Asked whether the party should release credit card records to clear the air before the 2010 election, former state party chairman Tom Slade on Thursday said, "Hell yes."
"We should not under any circumstances attempt to make this not totally transparent," Slade said. "We've got to take a hit for it because we have mismanaged money that people gave us and used it for purposes they did not intend it to be used."
Slade said he wasn't particularly bothered by Rubio's card use, noting that he had raised about $12 million for the party.
Miami lobbyist and Rubio donor Ana Navarro said Rubio should have released the card statements himself.
"Marco's chicken sandwich cost a lot less than Jim Greer's lobster dinners, but that does not mean the culture at the Republican Party does not need to change," said Navarro, referring to a $7.09 charge at a Chick-fil-A in Tallahassee.
Another Rubio supporter, Javier Manjarres of the Fort Lauderdale-based Conservative Republican Alliance, said of Rubio's spending: "It raised my eyebrows.
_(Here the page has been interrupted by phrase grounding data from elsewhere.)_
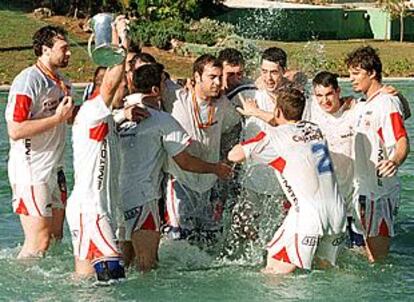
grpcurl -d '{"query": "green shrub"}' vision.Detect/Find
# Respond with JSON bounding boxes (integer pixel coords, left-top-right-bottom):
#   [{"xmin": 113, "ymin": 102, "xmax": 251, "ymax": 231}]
[
  {"xmin": 184, "ymin": 18, "xmax": 235, "ymax": 46},
  {"xmin": 130, "ymin": 18, "xmax": 187, "ymax": 49}
]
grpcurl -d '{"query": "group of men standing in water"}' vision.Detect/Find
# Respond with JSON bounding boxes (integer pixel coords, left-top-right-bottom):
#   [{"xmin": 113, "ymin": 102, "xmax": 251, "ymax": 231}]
[{"xmin": 5, "ymin": 17, "xmax": 410, "ymax": 283}]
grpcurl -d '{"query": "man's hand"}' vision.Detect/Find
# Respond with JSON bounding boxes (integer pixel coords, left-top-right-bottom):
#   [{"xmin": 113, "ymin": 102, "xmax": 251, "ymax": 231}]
[
  {"xmin": 214, "ymin": 161, "xmax": 233, "ymax": 180},
  {"xmin": 236, "ymin": 94, "xmax": 260, "ymax": 117},
  {"xmin": 377, "ymin": 159, "xmax": 398, "ymax": 178},
  {"xmin": 55, "ymin": 96, "xmax": 74, "ymax": 123},
  {"xmin": 124, "ymin": 105, "xmax": 150, "ymax": 122},
  {"xmin": 113, "ymin": 15, "xmax": 129, "ymax": 49}
]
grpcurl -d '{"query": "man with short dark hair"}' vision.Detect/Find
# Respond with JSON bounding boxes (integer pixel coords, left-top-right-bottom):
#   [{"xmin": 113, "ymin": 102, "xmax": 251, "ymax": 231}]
[
  {"xmin": 228, "ymin": 88, "xmax": 347, "ymax": 274},
  {"xmin": 117, "ymin": 62, "xmax": 235, "ymax": 270},
  {"xmin": 346, "ymin": 46, "xmax": 410, "ymax": 262},
  {"xmin": 6, "ymin": 25, "xmax": 74, "ymax": 258},
  {"xmin": 217, "ymin": 48, "xmax": 246, "ymax": 95},
  {"xmin": 66, "ymin": 17, "xmax": 130, "ymax": 283},
  {"xmin": 163, "ymin": 54, "xmax": 239, "ymax": 242},
  {"xmin": 224, "ymin": 48, "xmax": 290, "ymax": 257}
]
I'm not defending him. … You can't definitely say what is political work and what isn't, but it looks funny."
Rubio's campaign adviser, Todd Harris, explained some charges Thursday that were picked up by the party. A $765 charge at Apple's online store was for a "hard drive to store political files." Purchases at Winn-Dixie for $53.49 and Farm Stores in Miami for $78.10 were for "soft drinks." Two bills from Happy Wine in Miami were for "lunch," though one of the charges is listed in a party report as "beverages."
Harris said a $368 car rental in Las Vegas in 2007 was to meet a donor. Asked for the name of the donor, Harris snapped: "I didn't ask, and it's not your or anyone else's business."
In a written statement to the Times/Herald on Wednesday, Rubio said the state party agreed to pay half of his insurance deductible to cover damage to his car at a political event in 2007. He said the party also signed off on a rental car in Miami for five weeks that cost $2,976.
On Thursday, the campaign arranged for the Times/Herald to talk to Chip Case, a former party staffer who said he reviewed Rubio's credit card statements every month. Case said of the car rental: "I thought it was appropriate. It was the type of thing I think we would do for anyone in that situation."
But party spokesman Katie Gordon said that no one specifically approved the repairs and rental, because the party trusted elected officials to identify personal expenses themselves.
"I don't think it's appropriate for the party to question the former speaker of the House's judgment as to when it was appropriate to use the card," Gordon said. "The cardholders are members of the Legislature. Why would we not trust them to use their due diligence to repay personal expenses?"
State Sen. John Thrasher of St. Augustine, the new state party chairman, said he hopes a major accounting firm will begin an exhaustive "forensic audit" of the party on Monday. He declined to comment on Rubio's spending and said it wouldn't be appropriate at this point to release other credit cardholders' statements.
Attorney General Bill McCollum, the Republican front-runner to replace Crist as governor, said of releasing the credit card records: "To open this at the present time could compromise a criminal investigation."
Rubio's campaign accused the Crist campaign of leaking his credit card statements. Crist said he didn't know anything about that.
"What matters to me is that the people have the right to know how people spend their money, how they comport themselves, how they conduct themselves, before they put themselves up for public office," said Crist, who did not have a party credit card. "It's happened to the speaker. He apparently doesn't like it. That's too bad. Welcome to the NFL."
The IRS limits tax-exempt organizations like political parties to spending money only on influencing elections. Rubio did not make monthly payments to American Express and made no contributions to the bill during one six-month stretch in 2007, records show.
Miami lawyer Ben Kuehne, an election law expert who has represented the Florida Democratic Party, said some of Rubio's expenses "sound incredibly personal, not political."
"This is party money. Not the elected officials' money," he said. "The person using the card shouldn't be the one who determines whether it is business or personal. From a legal point of view, there are red flags all over the place."